Semua bagian Kota Surabaya tidak lagi dijaga ketat oleh Union sementara kamp tahanan dijaga oleh Union dan TKR.
Pelabuhan Tanjung Perak dijaga bersama oleh TKR, Uni,on dan Pasukan Kepolisian Republik Indonesia.

Negosiasi tersebut mengantarkan keputusan untuk menghentikan pertempuran. Dalam negosiasi tersebut, anggota Komite Kontak dari kedua belah pihak juga dipilih.

Setelah negosiasi selesai, Presiden Soekarno dan kelompoknya meninggalkan Surabaya. Meski gencatan senjata dinegosiasikan, baku tembak masih terjadi di beberapa titik. Komite Kontak mengunjungi tempat pertempuran masih terjadi segera untuk menghentikan mereka.

Namun, saat Contact Committee mengunjungi gedung Bank Internasional di Red Bridge, terjadi insiden. Bangunan ini masih ditempati oleh Sekutu. TKR dan pasukan paramiliter menuntut pasukan Mallaby untuk menyerah. Tapi Mallaby menolak permintaan itu. Acara ini diikuti oleh baku tembak yang lebih besar dan diakhiri dengan pembunuhan Mallaby.

4. Kematian Mallaby

Dengan pembunuhan Mallaby, Inggris menuntut pertanggungjawaban kepada masyarakat Surabaya. Insiden pembunuhan Mallaby telah mendorong Sekutu untuk mengirim pasukan dalam jumlah besar ke Surabaya. Pasukan baru ini berada di bawah komando Mayor Jenderal R.C. Mansergh.

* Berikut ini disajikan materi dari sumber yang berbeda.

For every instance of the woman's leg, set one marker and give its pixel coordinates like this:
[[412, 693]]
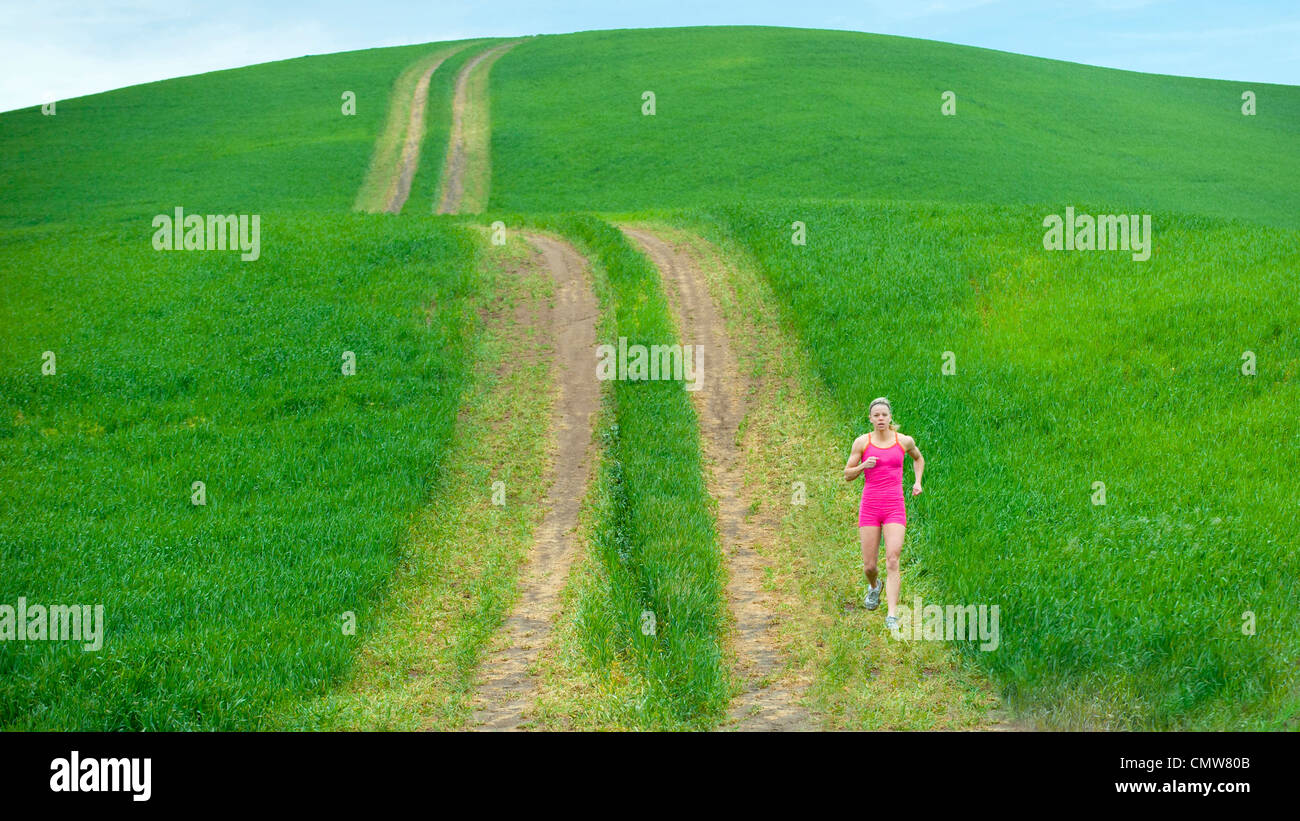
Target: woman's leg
[[870, 552], [893, 533]]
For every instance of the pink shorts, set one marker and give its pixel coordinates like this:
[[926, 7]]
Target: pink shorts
[[876, 513]]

Setelah itu, pada tanggal 9 November 1945, pimpinan Sekutu melepaskan ultimatum untuk orang-orang Surabaya dan menuntut agar semua pemimpin dan orang-orang Indonesia yang bersenjata harus melaporkan dan menyerahkan senjata mereka di tempat-tempat yang ditentukan dan setelah itu mereka harus menyerah oleh mengangkat tangan mereka Pada tanggal 9 November 1945, Mayor Jenderal R.C. Mansergh sebagai penerus Mallaby merilis ultimatum kepada masyarakat Indonesia di Surabaya.

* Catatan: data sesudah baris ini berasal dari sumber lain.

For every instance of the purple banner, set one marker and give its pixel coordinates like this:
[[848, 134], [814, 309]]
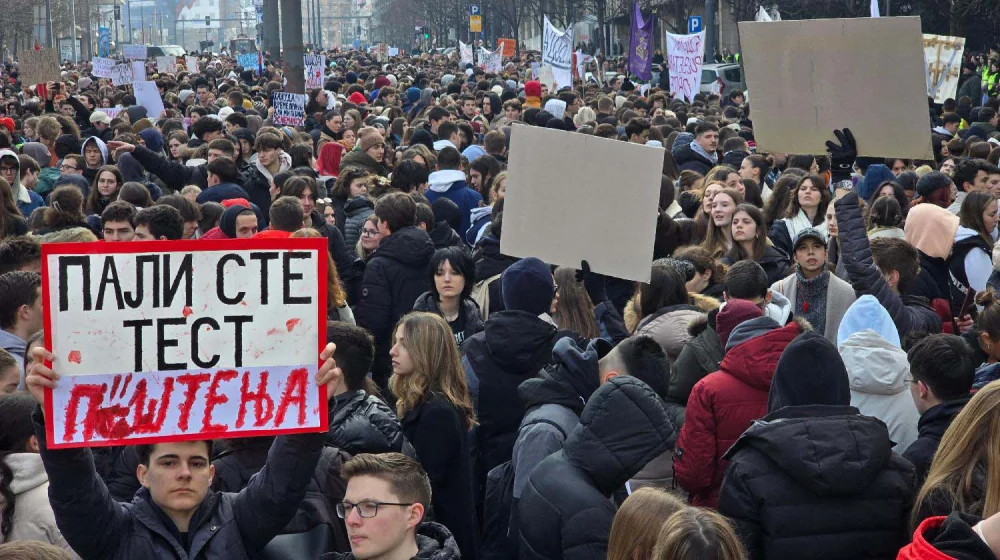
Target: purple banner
[[640, 47]]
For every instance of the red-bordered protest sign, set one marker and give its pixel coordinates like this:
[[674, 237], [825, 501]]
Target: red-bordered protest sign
[[184, 340]]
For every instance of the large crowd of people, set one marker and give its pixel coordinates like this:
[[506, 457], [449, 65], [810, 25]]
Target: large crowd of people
[[784, 386]]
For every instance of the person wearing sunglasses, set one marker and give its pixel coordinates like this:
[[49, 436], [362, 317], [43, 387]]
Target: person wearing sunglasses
[[383, 508]]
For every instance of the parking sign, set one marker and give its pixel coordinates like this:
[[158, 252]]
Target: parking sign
[[694, 24]]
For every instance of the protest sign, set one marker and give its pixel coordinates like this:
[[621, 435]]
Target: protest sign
[[685, 58], [148, 96], [39, 67], [558, 173], [101, 67], [809, 77], [490, 61], [943, 63], [166, 64], [289, 108], [507, 47], [121, 74], [169, 341], [465, 53], [138, 70], [557, 52], [314, 68], [134, 52]]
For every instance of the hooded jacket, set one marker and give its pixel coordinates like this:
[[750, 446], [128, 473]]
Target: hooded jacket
[[394, 278], [725, 403], [565, 510], [915, 314], [27, 201], [878, 370], [224, 525], [450, 183], [434, 542], [33, 518], [814, 478]]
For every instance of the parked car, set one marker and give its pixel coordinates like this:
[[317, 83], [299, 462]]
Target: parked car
[[729, 77]]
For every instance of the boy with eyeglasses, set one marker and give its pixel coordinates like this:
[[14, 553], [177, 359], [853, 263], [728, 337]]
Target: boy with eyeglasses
[[383, 508]]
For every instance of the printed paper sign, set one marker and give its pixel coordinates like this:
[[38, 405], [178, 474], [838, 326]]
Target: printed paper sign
[[148, 96], [557, 52], [134, 52], [685, 58], [169, 341], [572, 167], [39, 67], [289, 108], [943, 61], [315, 67], [101, 67], [121, 74], [166, 64]]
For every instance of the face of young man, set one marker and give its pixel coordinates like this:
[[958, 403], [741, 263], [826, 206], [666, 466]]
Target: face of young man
[[178, 477], [118, 231], [389, 532]]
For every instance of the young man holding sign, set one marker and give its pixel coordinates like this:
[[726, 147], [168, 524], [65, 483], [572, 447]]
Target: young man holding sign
[[175, 515]]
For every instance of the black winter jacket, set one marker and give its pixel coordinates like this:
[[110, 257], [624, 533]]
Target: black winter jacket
[[235, 526], [363, 423], [930, 428], [565, 511], [394, 278], [434, 542], [438, 432], [700, 357], [865, 277], [818, 482]]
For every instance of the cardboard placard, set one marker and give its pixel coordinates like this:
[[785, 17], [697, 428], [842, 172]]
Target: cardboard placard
[[39, 67], [134, 52], [943, 59], [809, 77], [183, 340], [166, 64], [559, 173], [147, 95], [289, 108], [101, 67], [121, 74]]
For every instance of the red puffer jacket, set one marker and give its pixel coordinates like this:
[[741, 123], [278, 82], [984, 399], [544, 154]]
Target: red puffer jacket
[[721, 407]]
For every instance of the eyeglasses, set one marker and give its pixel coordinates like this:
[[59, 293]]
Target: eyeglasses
[[366, 510]]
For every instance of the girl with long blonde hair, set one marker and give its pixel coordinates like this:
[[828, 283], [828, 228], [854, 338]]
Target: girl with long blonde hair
[[435, 411], [965, 473]]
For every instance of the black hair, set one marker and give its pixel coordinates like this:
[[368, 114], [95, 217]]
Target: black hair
[[16, 430], [460, 261], [944, 363], [162, 221], [746, 280], [354, 354]]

Isi ultimatum ini adalah permintaan semua orang di Surabaya dan pemimpin mereka untuk menyerahkan dan menyerahkan senjata mereka, menaikkan bendera putih, dan berbaris dengan tangan di atas kepala mereka. Jika pada pukul 06.00 ultimatum masih diabaikan, maka Inggris akan merakit semua kekuatan militernya. Ultimatum ini dianggap sebagai penghinaan terhadap harkat martabat bangsa Indonesia.

Oleh karena itu, masyarakat Surabaya menolak ultimatum ini secara resmi melalui pernyataan yang dikeluarkan oleh Gubernur Suryo.

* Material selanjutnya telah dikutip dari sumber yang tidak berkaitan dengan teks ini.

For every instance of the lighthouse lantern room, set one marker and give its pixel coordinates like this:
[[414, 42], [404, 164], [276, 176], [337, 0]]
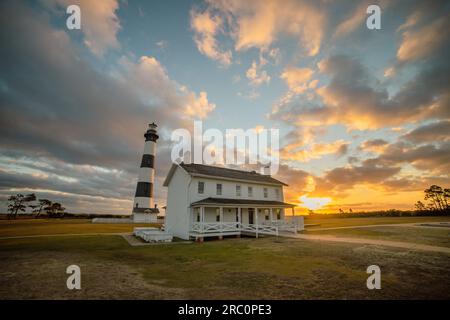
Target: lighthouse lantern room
[[144, 209]]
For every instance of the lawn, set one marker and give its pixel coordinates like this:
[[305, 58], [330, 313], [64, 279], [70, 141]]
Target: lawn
[[265, 268], [324, 222], [431, 236], [28, 227]]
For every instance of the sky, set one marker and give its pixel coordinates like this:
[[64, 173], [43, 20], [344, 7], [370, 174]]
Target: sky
[[364, 115]]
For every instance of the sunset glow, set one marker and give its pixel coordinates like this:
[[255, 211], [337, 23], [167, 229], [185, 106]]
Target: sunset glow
[[362, 114], [314, 203]]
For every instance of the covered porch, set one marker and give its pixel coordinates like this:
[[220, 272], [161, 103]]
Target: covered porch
[[218, 217]]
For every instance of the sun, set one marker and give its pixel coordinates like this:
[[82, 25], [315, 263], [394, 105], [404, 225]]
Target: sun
[[314, 203]]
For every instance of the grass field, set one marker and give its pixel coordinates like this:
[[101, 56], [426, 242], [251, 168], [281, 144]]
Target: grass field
[[324, 222], [431, 236], [28, 227], [269, 268]]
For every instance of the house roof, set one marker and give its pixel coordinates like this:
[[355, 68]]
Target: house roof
[[242, 202], [201, 170]]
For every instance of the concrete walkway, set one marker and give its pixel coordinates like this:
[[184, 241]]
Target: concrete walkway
[[387, 243]]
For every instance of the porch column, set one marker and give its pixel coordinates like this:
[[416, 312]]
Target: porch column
[[202, 218], [239, 211], [256, 221]]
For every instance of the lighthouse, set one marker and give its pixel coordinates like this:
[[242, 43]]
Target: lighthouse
[[144, 209]]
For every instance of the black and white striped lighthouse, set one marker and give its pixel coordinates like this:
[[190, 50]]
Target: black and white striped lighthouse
[[143, 198]]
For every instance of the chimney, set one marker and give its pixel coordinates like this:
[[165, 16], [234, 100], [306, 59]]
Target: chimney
[[143, 198]]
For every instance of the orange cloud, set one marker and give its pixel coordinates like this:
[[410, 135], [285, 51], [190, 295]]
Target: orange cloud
[[99, 25], [316, 151], [256, 24], [206, 28], [420, 43], [297, 78]]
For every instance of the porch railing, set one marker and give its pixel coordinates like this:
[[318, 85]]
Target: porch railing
[[288, 226], [212, 227], [224, 227]]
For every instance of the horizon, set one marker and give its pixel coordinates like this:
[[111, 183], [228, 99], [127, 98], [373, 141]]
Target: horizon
[[363, 115]]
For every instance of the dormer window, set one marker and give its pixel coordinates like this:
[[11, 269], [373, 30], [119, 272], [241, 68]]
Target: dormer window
[[201, 187]]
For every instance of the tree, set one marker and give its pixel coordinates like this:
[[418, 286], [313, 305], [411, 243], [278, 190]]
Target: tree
[[37, 208], [17, 203], [420, 206], [436, 195], [55, 209]]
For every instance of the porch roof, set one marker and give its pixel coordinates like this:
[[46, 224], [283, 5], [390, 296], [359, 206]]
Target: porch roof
[[242, 202]]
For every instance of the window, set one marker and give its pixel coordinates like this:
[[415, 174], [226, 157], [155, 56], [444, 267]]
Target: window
[[197, 214], [219, 189], [238, 191], [218, 215], [278, 211], [201, 187]]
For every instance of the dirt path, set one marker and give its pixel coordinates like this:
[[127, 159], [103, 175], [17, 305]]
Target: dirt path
[[426, 225], [65, 235], [387, 243]]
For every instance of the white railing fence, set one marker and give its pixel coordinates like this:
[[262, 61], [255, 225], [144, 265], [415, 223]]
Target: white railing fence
[[224, 227], [282, 225]]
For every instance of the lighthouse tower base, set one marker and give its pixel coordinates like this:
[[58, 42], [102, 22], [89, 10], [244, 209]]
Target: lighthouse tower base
[[145, 217]]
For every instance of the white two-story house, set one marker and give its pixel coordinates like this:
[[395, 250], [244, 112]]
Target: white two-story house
[[205, 201]]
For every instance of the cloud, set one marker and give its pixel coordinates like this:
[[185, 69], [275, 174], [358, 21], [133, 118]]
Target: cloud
[[429, 157], [374, 145], [315, 151], [75, 129], [424, 41], [352, 22], [206, 27], [357, 100], [346, 177], [433, 132], [256, 76], [297, 78], [255, 24], [99, 22]]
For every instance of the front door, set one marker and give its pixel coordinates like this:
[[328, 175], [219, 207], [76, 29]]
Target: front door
[[250, 216]]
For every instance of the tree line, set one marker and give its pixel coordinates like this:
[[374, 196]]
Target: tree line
[[438, 200], [19, 203]]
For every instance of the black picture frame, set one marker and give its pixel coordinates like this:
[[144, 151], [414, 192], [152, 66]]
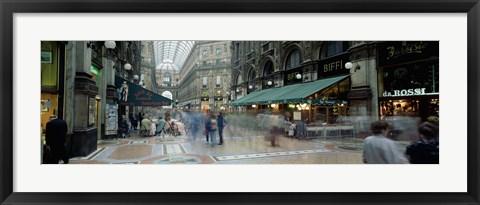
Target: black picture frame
[[10, 7]]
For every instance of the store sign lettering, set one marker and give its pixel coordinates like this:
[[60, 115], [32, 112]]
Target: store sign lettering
[[333, 66], [410, 48], [405, 92]]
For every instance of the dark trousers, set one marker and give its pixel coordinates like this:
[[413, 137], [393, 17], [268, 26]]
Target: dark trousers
[[220, 134], [206, 134]]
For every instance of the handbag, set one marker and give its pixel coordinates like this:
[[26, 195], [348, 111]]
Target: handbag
[[47, 155]]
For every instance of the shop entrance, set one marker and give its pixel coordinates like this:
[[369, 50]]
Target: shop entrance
[[410, 107]]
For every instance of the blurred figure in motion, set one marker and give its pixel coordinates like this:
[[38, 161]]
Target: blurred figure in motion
[[425, 150], [133, 120], [145, 126], [206, 119], [212, 128], [378, 149], [160, 125], [194, 123], [55, 138], [123, 127], [221, 123]]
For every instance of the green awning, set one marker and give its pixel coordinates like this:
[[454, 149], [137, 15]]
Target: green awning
[[287, 94], [273, 95], [307, 89], [244, 99], [131, 94]]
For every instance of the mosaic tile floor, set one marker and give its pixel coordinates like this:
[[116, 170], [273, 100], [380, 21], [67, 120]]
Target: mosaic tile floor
[[244, 148]]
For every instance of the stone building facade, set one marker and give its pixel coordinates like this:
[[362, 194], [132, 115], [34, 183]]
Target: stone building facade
[[259, 65], [204, 80], [85, 86]]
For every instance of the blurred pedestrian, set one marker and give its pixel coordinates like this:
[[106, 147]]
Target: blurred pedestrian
[[195, 124], [425, 150], [212, 127], [123, 127], [55, 138], [160, 125], [206, 123], [133, 120], [221, 123], [145, 127], [378, 149], [140, 116]]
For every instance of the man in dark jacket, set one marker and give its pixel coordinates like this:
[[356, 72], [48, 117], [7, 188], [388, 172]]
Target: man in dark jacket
[[55, 137], [221, 123]]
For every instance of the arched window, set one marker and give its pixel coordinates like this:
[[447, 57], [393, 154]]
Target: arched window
[[167, 79], [331, 48], [293, 60], [239, 78], [251, 75], [268, 68]]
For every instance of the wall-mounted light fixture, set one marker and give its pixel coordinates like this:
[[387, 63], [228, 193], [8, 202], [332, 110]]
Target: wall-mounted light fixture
[[110, 44], [92, 45], [349, 65], [299, 76], [127, 66]]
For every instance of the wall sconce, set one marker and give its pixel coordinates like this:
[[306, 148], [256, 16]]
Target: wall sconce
[[110, 44], [299, 76], [92, 45], [349, 65], [127, 66]]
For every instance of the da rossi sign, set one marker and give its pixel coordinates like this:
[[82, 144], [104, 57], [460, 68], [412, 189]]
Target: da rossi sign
[[405, 92]]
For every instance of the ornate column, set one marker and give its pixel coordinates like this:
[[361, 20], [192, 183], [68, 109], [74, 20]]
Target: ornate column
[[84, 137]]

5. Perang Surabaya Terjadi

Akibat penolakan ultimatum tersebut, perang terjadi pada tanggal 10 November 1945. Melalui siaran radio yang dikirim dari Jalan Mawar No. 4, Bung Tomo memicu semangat masyarakat Surabaya untuk bertarung. Tembakan baku pertama terjadi di Perak sampai pukul 18.00. Pasukan Sekutu di bawah komando Jenderal Mansergh memobilisasi satu divisi infanteri dengan 10.000 sampai 15.000 tentara yang didukung dengan serangan dari laut oleh kapal penjelajah kapal perang "Sussex" dan pesawat tempur "nyamuk" dan "Thunderbolt".

Dalam perang Surabaya ini, pasukan dari Sekutu memobilisasi lebih dari satu divisi infanteri yang merupakan Divisi ke-5 Hindia bersama seluruh anggota Brigade Mallaby dengan total personil sekitar 15.000 tentara. Mereka didukung oleh meriam kapal penjelajah kapal perang Sussex dan beberapa kapal perusak dan juga pejuang nyamuk dan pejuang Thunderbolt. Sebaliknya, masyarakat Surabaya hanya menggunakan senjata kasual seperti parang, menajamkan bambu, panah, dan senjata yang dirampas dari tentara Jepang.

Apalagi, pertarungan ketidakseimbangan ini berlanjut sampai Desember 1945 dan menewaskan ribuan korban jiwa dari masyarakat Surabaya. Untuk menghormati perjuangan rakyat Surabaya, pemerintah memperingati setiap tanggal 10 November sebagai Hari Pahlawan Indonesia.